Credit Decision Making: The Role of Predictive Models and Regulations in Consumer Credit Risk Management.

8 min readSep 19, 2023

Imagine you are a consumer who wants to buy a house. You apply for a loan from a bank, but the decision of whether or not to grant you the loan is not up to a human loan officer. Instead, it is up to a complex mathematical model called a credit risk model.

Credit risk models are used by banks and other financial institutions to assess the likelihood that a borrower will repay a loan. The models are based on a variety of data, including the borrower’s credit history, income, and employment status. The models help banks make informed lending decisions. By using these models, banks can reduce the risk of default and protect their profits.

This makes Credit risk modeling a vital part of consumer lending. It helps lenders make informed decisions about whether or not to grant loans to borrowers. In the past, credit risk modeling was based on a mix of expert knowledge and traditional statistical models. However, in recent years, machine learning algorithms like XGBoost have revolutionized the field.

Background: Consumer Loans and How Lenders Make Decisions

When a consumer asks for a loan, the credit institution have to make a decision on whether or not to grant it. Depending on the case, the amount of automation in the process may vary. However, it is very likely that the decision will be informed by scores that estimate the probability that the loan will or will not be repaid as expected.

Scores are routinely used at different stages of the process:

Prescreening: At the prescreen stage, a score computed with a small number of features allows the institution to quickly discard some applications.
Underwriting: At the underwriting stage, a score computed with all the required information gives a more precise basis for the decision.
Portfolio Risk Assessment: After the underwriting stage, scores can be used to assess the risk associated with loans in the portfolio.

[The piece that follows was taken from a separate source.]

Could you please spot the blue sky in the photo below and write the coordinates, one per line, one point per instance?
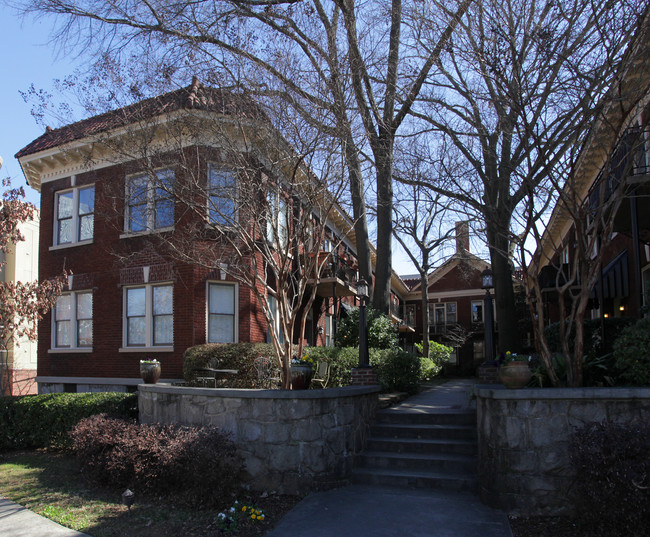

Analytics methods have been used for decades to compute these probabilities. For example, the FICO score has been used since 1995 in the United States. Given the direct impact they have on the institutions’ revenues and on customers’ lives, these predictive models have always been under great scrutiny. Consequently, processes, methods, and skills have been formalized into a highly regulated environment to ensure the sustainable performance of models.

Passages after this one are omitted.